Rafael Domingo received his university law degree (J.D. 1985) and doctorate in law (J.S.D. 1987) from the University of Navarra (Pamplona, Spain), both with the highest honors. He then continued his studies at the Ludwig-Maximilians University in Munich, Germany as a scholarship recipient from the Alexander von Humboldt Foundation (1989 and 1995) and at the University of Rome-La Sapienza (1995). He was also a visiting scholar at the Law School of Columbia University in New York (2000 and 2009).

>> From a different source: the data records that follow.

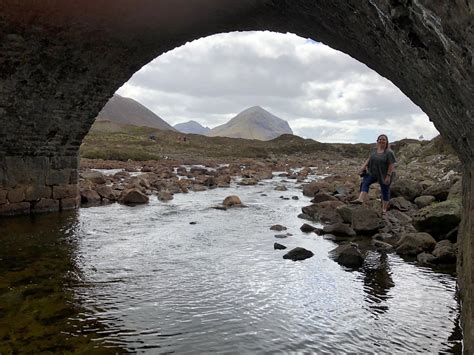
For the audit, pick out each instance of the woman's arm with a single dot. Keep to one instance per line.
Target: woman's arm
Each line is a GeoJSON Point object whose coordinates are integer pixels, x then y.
{"type": "Point", "coordinates": [366, 165]}
{"type": "Point", "coordinates": [387, 179]}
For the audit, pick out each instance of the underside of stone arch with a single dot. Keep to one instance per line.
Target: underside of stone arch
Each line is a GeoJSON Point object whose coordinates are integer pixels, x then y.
{"type": "Point", "coordinates": [62, 60]}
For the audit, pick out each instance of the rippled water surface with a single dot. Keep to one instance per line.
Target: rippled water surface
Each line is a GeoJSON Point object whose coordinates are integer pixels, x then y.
{"type": "Point", "coordinates": [144, 279]}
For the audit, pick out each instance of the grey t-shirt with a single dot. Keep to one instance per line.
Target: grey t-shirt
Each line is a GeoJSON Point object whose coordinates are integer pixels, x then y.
{"type": "Point", "coordinates": [379, 162]}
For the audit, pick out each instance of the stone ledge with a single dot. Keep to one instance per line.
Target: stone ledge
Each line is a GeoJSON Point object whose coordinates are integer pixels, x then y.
{"type": "Point", "coordinates": [12, 209]}
{"type": "Point", "coordinates": [65, 191]}
{"type": "Point", "coordinates": [45, 205]}
{"type": "Point", "coordinates": [70, 203]}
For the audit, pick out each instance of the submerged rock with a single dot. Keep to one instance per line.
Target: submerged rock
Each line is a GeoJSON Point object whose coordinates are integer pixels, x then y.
{"type": "Point", "coordinates": [278, 228]}
{"type": "Point", "coordinates": [133, 197]}
{"type": "Point", "coordinates": [412, 244]}
{"type": "Point", "coordinates": [298, 253]}
{"type": "Point", "coordinates": [347, 255]}
{"type": "Point", "coordinates": [339, 230]}
{"type": "Point", "coordinates": [278, 246]}
{"type": "Point", "coordinates": [232, 200]}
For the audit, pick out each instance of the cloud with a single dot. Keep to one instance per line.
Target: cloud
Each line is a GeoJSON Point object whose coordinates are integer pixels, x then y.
{"type": "Point", "coordinates": [323, 94]}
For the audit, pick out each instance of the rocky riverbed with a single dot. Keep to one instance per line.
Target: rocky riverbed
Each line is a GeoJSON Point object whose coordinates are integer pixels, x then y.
{"type": "Point", "coordinates": [422, 222]}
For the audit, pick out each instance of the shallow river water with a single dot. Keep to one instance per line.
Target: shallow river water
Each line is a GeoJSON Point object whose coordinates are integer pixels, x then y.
{"type": "Point", "coordinates": [143, 279]}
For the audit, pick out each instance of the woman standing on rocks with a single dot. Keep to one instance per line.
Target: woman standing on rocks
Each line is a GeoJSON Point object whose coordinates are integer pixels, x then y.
{"type": "Point", "coordinates": [378, 167]}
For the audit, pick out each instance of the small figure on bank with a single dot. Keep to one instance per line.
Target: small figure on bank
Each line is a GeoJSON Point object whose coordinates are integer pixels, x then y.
{"type": "Point", "coordinates": [378, 167]}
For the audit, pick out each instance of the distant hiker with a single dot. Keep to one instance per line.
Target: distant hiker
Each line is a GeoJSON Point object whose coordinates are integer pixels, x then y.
{"type": "Point", "coordinates": [379, 167]}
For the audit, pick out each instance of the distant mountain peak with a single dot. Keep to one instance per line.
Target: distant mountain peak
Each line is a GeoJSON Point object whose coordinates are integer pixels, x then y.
{"type": "Point", "coordinates": [125, 110]}
{"type": "Point", "coordinates": [253, 123]}
{"type": "Point", "coordinates": [191, 127]}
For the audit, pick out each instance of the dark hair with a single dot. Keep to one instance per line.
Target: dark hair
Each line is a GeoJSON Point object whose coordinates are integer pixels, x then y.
{"type": "Point", "coordinates": [388, 144]}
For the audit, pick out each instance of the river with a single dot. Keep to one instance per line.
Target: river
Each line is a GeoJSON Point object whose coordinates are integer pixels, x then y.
{"type": "Point", "coordinates": [183, 277]}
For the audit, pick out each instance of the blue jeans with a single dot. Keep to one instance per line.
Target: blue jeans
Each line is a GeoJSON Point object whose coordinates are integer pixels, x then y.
{"type": "Point", "coordinates": [369, 180]}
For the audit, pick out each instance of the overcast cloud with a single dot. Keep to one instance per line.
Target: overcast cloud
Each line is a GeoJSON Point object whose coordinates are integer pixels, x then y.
{"type": "Point", "coordinates": [322, 93]}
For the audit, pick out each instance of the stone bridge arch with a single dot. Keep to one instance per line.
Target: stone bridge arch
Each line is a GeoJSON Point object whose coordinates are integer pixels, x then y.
{"type": "Point", "coordinates": [61, 60]}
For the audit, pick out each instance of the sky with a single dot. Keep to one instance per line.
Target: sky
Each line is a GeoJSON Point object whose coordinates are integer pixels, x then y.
{"type": "Point", "coordinates": [323, 93]}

[edit]Academic and professional activities

After serving terms as associate professor of Roman law (1989) and tenured professor of Roman law (1993) at the University of Cantabria on Spain’s northern coast, in 1995 he was named the successor to his former teacher and mentor, the Roman law scholar Álvaro d'Ors, at the University of Navarra School of Law, where he served as Dean (1996-1999) and founding Director of the Garrigues Chair in Global Law (2003-2009). Rafael Domingo is also founding Director of The Global Law Collection by Thomson Reuters Aranzadi (2005) and founder and president of the Maiestas Foundation (2007). Domingo is Member of the Spanish Academy of Legal Science and Legislation, the Spanish Academy of Moral Sciences and Politics, the Austrian Academy of Sciences, and the Academy of Social Sciences in Cordoba (Argentina). Domingo has been awarded the Medal of Honor, Toribio Rodriguez de Mendoza, by the Peruvian Constitutional Court (2006); the Rafael Martinez Emperador Prize by the Spanish Council of the Judiciary (2007; and the Medal of Honor by the Paraguayan Academy of Law (2009).

[edit]Global law

Domingo believes that the existence of a global law, which conceptually goes beyond and takes the place of contemporary notions of traditional international law, is a requirement of our time, as was the concept of the law of nations (jus gentium) in antiquity, or that of international law in the development of the modern world[1].
According to Domingo[2], the main difference existing between traditional international law and global law is that the former is based on the concept of state sovereignty, while global law must by necessity be based upon the inherent dignity of the human person. For Domingo, the law is in fact born of the person (ex- persona oritur jus[3]), not of the State. Globalization, among its other consequences, has led to humanity as a whole acquiring legal relevance. In order to avoid domination by economic “cryptocracies”, imperialistic governments or transnational plutocracies, humanity as a collectivity must be legally and politically organized. However, the organization of humanity must not be like that of a global super-state or a sort of world-dominating empire, but rather it must be set up as an Anthroparchy[4]. This is the name that Domingo proposes for humanity’s form of government under global law. Anthroparchy would be governed by a chief institution known as United Humanity[5], the heir and successor to the UN (which would ultimately be disbanded), upon which the remaining global institutions would depend. Global law must become a true legal system, with its own rules of recognition, if one wishes to employ the terminology of H. L. A. Hart[6].
For Domingo, the recognition rule adheres to the well-known legal maxim, the inspirational rule of democratic legal systems: quod omnes tangit ab omnibus approbetur (that which affects all people must be approved by all people)[7]. The heart of the institution of United Humanity would be its Global Parliament. The unique jurisdiction and responsibility of this global legislative body would be to determine which matters are subject to that which Domingo refers to as the global legal domain[8], that is, questions which must be by their very nature regulated by global law, as well as to what extent. Global law itself would actually constitute a very small part of existing law in the world, but would be a necessary addition to the entire global framework. Acting as communicating vessels do (as in the well-known science experiment, where a number of vertical tubes of different shapes communicate at the bottom and in which, due to a law of nature, water rises to the same level in all tubes), global law would allow the balancing and harmonizing of legal systems without forcibly imposing uniformity on them. Global law’s informing principles of horizontality and subsidiarity would prevent it from overreaching its jurisdictional limits of authority, which are subject-matter based, and not territorial, in nature.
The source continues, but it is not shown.